26.9.12

Quando foi, já não quis

De sonhos intranquilos, um susto me acordou. Lentamente, tomei consciência de mim. De você. De teu corpo apertado contra o meu. Dos cheiros da nossa saliva e da nossa transa. Esses cheiros velhos conhecidos, sua  pele que meus dedos sabem de cor, meus cabelos enrolados nos seus. Te descubro entre meus braços, respirando calmo teu sono sobre meus meus poros.
Te olho, e você não me comove mais. Não tenho mais ganas de desbravar seus sorrisos nem lamber suas lágrimas.
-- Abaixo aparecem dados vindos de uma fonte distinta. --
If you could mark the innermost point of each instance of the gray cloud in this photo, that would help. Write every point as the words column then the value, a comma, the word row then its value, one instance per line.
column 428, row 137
Não quero mais entender seus mistérios (os mistérios que já conheço, acho enfadonhos, aburridos, sem graça). Não sinto mais meus futuros encarcerados nos seus caminhos, seus dedos não podem mais desabrochar meus segredos. Enquanto você dorme, não me lembro da cor de seus olhos. 
Engulo seco, minha racionalidade me convence aos poucos. Ainda assim, meus olhos marejam, eu busco no seu suor delicado qualquer essência de amor. Viro seus braços num abraço em mim e, encarcerada na sua pele, murmuro e peço para sentir eternidades.  
Rumino o que será dos meus desejos, que tanto quis eternos. Dos meus sonhos de futuro, abrigo tranquilo na contramão dos dias de terror e amor. Penso no que simbolizava esse querer bem: as esperas adolescentes. O  pé no passado, estanque, eterno, imutável. A raiz latente de flores monogâmicas e frutos-filhos. O desejo pueril de um conto de fadas moderno, um final feliz démodé, com dedos enrolados e rendas de cumplicidade, tecidas com calma pelos passar do tempo. Penso na distância em que essas possibilidades se perderam, descabidas, sem sentido, retrógradas. 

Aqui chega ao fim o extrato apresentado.